ウォーミングが進むほどに、A-A9は快調だ。持ち前のスピード感と切れ味がいっそう磨かれる印象。編成の小さいモーツァルトのピアノ協奏曲も明るく軽やかなニュアンスで楽しめるが、その一方で音量を欲張らなければ、大編成のオーケストラものもいける。ニアフィードで聴くワーグナーやブルックナーは、10センチのユニットとは思えないたっぷりとしたボトム再現に驚いた。音の構築とハーモニーの積み重ねがしっかりとした安定感のある表現には納得させられる。これもA-A9の懐深さであろう。絶対的な迫力やスケール感といった点は無理だとしても、PD-D6が引き出してくる音楽情報そのものにピュアなたたずまいと解像力があり、管弦楽の複雑なスコアや高揚感をうまく引き出す感じだ。ティンパニのアタックも崩れず、響きが豊かで遠近の位置情報も正確に再現された。

苦手であろうと思われたジャズのビックバンドやコンテンポラリー系は、タフさやエネルギッシュさが少々弱いかも知れないが、雰囲気があり「音楽」として楽しめることに変わりはない。ただしボリュームを上げ過ぎないことだ。

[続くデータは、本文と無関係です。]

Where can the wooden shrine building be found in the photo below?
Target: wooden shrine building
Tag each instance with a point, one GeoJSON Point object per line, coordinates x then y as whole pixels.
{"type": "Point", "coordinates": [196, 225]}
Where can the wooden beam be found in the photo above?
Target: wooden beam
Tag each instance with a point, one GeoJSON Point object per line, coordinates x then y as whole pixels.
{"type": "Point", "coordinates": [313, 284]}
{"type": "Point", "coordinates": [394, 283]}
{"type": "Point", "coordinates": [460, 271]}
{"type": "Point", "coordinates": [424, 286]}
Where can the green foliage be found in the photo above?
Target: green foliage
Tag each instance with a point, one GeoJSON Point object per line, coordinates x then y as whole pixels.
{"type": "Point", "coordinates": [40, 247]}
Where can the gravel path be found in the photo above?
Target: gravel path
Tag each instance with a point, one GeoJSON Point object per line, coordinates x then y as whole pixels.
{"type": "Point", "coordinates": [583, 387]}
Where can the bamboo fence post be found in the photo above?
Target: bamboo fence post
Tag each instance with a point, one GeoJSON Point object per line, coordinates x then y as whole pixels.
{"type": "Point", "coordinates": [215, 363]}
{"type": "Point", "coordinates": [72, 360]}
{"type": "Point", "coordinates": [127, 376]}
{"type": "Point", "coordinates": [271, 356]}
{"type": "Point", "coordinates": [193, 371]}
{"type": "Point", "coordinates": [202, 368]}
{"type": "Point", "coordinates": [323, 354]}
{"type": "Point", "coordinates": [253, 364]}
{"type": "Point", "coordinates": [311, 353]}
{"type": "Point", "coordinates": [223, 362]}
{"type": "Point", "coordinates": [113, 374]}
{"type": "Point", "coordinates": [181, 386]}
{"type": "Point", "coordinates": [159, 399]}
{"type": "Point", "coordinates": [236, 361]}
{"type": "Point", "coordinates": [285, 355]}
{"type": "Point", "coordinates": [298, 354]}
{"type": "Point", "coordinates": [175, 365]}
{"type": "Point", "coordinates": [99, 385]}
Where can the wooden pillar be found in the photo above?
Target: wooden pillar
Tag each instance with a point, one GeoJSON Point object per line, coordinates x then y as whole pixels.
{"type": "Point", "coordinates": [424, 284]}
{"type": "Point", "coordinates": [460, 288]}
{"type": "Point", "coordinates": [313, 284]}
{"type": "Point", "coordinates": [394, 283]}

必ずしもオールマイティなシステムではないが、音量と聴き方の工夫で、より広いジャンルへの対応が可能。現代性と高い音楽性をもつ、魅惑のヴィンテージサウンドにぜひ触れて欲しい。

林 正儀
Masanori Hayashi

福岡県出身。工学院大学で電子工学を専攻。その後、電機メーカー勤務を経て、技術 系高校の教師というキャリアを持つ。現在、日本工学院専門学校の講師で、音響・ホー ムシアターの授業を受け持つ。自宅視聴室に3管式プロジェクターを常設し、ホームシアター研究の ための努力と投資は人一倍。フルート演奏が趣味という一面もある。